I heard about JNF partner LOTEM through a friend who was doing her IDF service there. The combination immediately interested me -- nature and hikes for people with special needs. It sounded interesting and unusual, but what really captured me was the light in her eyes when she told me what she was doing. That was it. I decided that was my path.
I enlisted in the army, and like everybody else, I went through basic training. After that, I continued to an intensive tour-guiding course and then I arrived at LOTEM. As a religious girl, serving in the army is not at all an obvious choice, but from a very young age, my dream had been to enlist in the IDF. Now that I am in the army, I know I made the right decision.

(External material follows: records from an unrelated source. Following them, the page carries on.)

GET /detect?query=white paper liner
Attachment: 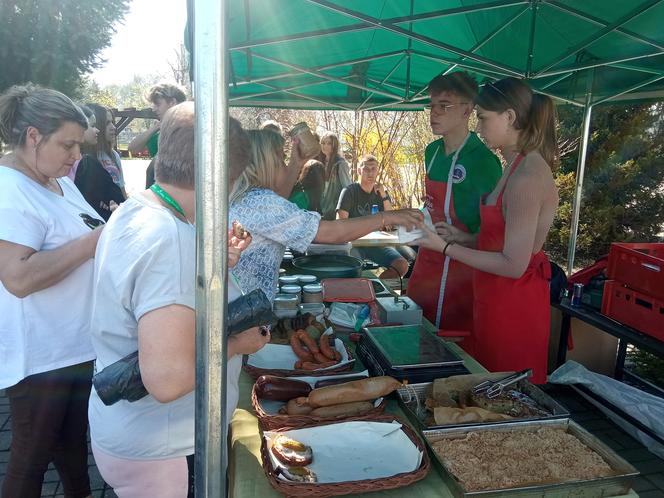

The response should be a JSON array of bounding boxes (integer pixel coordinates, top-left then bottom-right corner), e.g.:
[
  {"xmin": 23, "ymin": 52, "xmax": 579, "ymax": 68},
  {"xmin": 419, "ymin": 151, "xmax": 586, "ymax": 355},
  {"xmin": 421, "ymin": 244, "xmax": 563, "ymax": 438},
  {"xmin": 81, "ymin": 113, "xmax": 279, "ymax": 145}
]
[
  {"xmin": 265, "ymin": 421, "xmax": 423, "ymax": 483},
  {"xmin": 247, "ymin": 329, "xmax": 353, "ymax": 371},
  {"xmin": 398, "ymin": 208, "xmax": 434, "ymax": 243}
]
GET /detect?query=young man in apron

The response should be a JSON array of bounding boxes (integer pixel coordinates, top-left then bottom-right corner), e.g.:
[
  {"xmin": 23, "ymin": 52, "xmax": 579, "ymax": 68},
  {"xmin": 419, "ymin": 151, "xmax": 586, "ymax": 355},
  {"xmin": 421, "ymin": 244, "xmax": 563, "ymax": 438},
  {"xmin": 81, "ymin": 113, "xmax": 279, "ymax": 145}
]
[{"xmin": 407, "ymin": 72, "xmax": 501, "ymax": 354}]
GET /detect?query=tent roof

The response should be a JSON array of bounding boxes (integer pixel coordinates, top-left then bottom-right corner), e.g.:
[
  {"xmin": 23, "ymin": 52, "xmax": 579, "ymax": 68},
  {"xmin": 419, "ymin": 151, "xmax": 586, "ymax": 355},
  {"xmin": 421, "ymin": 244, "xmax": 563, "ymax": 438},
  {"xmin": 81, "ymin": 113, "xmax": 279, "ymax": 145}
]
[{"xmin": 219, "ymin": 0, "xmax": 664, "ymax": 109}]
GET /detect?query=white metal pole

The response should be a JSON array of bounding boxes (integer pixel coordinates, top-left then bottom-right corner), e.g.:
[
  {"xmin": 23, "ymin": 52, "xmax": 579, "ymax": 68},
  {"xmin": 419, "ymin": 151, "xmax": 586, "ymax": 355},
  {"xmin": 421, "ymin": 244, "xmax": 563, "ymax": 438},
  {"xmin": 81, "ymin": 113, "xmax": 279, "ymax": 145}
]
[
  {"xmin": 194, "ymin": 0, "xmax": 230, "ymax": 496},
  {"xmin": 566, "ymin": 91, "xmax": 593, "ymax": 275}
]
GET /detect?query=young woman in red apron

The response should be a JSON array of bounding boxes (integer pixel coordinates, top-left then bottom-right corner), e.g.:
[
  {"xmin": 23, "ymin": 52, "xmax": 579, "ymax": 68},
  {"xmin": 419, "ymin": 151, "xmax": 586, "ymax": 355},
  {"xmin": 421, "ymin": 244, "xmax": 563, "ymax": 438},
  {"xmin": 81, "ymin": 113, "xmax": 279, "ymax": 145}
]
[{"xmin": 411, "ymin": 78, "xmax": 559, "ymax": 384}]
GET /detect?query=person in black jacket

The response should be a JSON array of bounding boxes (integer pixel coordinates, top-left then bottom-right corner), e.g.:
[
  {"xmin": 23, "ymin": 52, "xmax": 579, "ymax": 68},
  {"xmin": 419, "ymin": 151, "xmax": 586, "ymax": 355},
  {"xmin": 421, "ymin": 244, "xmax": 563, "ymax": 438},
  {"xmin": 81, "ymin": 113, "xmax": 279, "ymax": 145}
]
[{"xmin": 72, "ymin": 105, "xmax": 125, "ymax": 221}]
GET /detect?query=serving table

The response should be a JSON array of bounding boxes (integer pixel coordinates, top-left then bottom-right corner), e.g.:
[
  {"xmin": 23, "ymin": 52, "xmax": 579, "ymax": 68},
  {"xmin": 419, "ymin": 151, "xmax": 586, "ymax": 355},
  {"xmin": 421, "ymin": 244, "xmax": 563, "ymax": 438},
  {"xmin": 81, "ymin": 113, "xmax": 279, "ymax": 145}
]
[{"xmin": 228, "ymin": 312, "xmax": 638, "ymax": 497}]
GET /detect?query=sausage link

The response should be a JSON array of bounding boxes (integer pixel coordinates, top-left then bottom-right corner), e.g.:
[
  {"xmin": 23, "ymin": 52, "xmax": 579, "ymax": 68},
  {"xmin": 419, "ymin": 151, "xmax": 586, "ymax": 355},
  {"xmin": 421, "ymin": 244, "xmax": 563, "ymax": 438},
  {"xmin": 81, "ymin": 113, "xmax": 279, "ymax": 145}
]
[
  {"xmin": 318, "ymin": 334, "xmax": 337, "ymax": 361},
  {"xmin": 295, "ymin": 330, "xmax": 320, "ymax": 354},
  {"xmin": 290, "ymin": 333, "xmax": 314, "ymax": 362}
]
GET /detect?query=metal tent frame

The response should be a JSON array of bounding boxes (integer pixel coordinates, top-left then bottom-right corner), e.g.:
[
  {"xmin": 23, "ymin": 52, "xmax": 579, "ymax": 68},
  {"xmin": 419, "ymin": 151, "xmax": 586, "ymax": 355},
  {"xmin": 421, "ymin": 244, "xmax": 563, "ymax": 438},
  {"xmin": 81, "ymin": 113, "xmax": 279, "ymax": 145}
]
[{"xmin": 189, "ymin": 1, "xmax": 664, "ymax": 496}]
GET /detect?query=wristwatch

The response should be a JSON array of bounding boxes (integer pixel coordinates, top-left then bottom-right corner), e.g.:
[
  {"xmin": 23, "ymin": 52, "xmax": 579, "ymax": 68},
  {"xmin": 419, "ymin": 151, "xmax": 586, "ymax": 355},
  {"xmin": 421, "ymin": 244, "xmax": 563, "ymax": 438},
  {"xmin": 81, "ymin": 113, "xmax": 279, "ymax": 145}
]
[{"xmin": 381, "ymin": 194, "xmax": 391, "ymax": 202}]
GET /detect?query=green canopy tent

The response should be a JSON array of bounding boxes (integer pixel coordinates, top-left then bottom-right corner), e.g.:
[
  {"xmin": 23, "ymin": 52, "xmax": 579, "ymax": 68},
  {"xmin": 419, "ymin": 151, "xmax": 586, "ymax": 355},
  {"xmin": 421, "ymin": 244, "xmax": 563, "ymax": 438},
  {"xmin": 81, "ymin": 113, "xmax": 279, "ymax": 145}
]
[{"xmin": 188, "ymin": 2, "xmax": 664, "ymax": 496}]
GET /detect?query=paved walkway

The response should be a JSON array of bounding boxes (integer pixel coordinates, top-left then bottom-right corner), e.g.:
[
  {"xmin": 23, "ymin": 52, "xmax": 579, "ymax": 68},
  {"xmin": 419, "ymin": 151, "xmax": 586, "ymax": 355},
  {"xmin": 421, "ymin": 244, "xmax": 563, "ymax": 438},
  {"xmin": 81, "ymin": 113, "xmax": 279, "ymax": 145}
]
[
  {"xmin": 1, "ymin": 385, "xmax": 663, "ymax": 497},
  {"xmin": 0, "ymin": 390, "xmax": 116, "ymax": 498}
]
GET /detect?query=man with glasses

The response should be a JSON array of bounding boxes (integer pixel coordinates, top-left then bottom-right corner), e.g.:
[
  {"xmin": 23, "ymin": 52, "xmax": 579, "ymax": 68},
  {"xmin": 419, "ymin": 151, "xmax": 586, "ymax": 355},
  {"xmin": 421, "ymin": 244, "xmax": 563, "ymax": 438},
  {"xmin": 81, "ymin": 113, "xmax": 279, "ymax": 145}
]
[{"xmin": 407, "ymin": 72, "xmax": 501, "ymax": 355}]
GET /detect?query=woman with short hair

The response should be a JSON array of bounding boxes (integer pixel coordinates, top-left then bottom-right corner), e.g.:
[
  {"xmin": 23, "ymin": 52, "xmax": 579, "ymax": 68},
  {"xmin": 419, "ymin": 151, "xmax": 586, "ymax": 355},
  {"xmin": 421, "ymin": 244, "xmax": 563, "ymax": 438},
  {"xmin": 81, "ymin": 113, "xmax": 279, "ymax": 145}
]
[
  {"xmin": 413, "ymin": 77, "xmax": 559, "ymax": 383},
  {"xmin": 88, "ymin": 104, "xmax": 267, "ymax": 498},
  {"xmin": 0, "ymin": 83, "xmax": 104, "ymax": 498}
]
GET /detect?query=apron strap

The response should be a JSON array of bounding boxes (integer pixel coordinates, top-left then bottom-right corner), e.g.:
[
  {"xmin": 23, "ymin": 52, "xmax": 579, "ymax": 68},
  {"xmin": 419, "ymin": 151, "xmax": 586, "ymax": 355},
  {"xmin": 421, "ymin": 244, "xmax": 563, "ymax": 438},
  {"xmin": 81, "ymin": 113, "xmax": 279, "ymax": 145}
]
[{"xmin": 434, "ymin": 132, "xmax": 471, "ymax": 328}]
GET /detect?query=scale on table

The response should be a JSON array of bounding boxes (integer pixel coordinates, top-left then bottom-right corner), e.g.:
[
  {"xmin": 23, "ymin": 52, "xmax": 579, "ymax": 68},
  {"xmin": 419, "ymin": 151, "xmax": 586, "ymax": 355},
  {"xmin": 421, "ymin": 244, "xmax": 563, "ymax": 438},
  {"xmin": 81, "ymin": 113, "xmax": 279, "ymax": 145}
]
[{"xmin": 356, "ymin": 325, "xmax": 468, "ymax": 383}]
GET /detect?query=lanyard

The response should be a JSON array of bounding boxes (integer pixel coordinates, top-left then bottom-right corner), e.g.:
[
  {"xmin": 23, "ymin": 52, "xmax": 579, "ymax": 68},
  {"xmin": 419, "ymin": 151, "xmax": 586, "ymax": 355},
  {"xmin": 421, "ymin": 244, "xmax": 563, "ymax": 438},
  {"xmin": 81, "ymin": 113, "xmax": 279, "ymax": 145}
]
[{"xmin": 150, "ymin": 183, "xmax": 188, "ymax": 220}]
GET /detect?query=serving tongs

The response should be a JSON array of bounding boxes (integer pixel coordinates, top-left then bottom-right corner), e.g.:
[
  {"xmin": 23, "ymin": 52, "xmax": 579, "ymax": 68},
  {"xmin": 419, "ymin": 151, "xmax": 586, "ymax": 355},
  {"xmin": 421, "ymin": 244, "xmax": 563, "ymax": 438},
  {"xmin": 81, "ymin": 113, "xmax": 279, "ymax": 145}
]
[{"xmin": 472, "ymin": 369, "xmax": 533, "ymax": 399}]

There is nothing more powerful than knowing you are part of something bigger than yourself.
At LOTEM, sensory experiences abound.
Each week I encounter many types of populations -- individuals on the autism spectrum, those with intellectual or emotional challenges, children with learning disabilities, at-risk youth, and people with physical disabilities. Instruction and activities during the outings are tailored to each population. The trails and hikes are chosen accordingly so the participants will feel most comfortable. I am privileged to meet different groups each morning, to go through different processes and experiences with them, to guide them and simply to be with them and enjoy.
No matter how varied the groups are, there are always those same magical moments during each outing. I wait on the road for the bus to arrive carrying the participants. I have butterflies in my stomach. I get on the bus and can feel the expectation of the participants in the air. I see the faces glued to the windows soaking in the view, the happiness caused by a deviation from their usual routine, and mainly, a lot of excitement. These moments are often the seconds that go by most quickly during an outing, but I always experience them in slow motion. When I am tired or angry or find myself sinking into routine, I am reminded of them and they instantly give me motivation.
So I searched for the place where I could contribute most, and I found it. However, what exactly is the connection to the army? Where is my weapon? Guard duty? Ambushes? Where is the defense of the homeland? Well, defense is a broad term. I might not be doing guard duty or carrying a weapon but every day, I am defending values that are so important. I allow for equality, experience, justice, happiness, and love to be realized every day. I am defending the basic rights of people who deserve more and the values of our society as a humane and inclusive one.
Israel is full of young teenage females who separate from their families to defend the country that they so believe in and love. I have no doubt that this is valor -- to not see one’s friends and family for a week or more, to be within the framework of a demanding army, to eat food that is not the tastiest and to not sleep much. I am proud to be part of these girls, to get up every morning, to put on the olive green uniform with pride and to serve my nation in the Israel Defense Forces.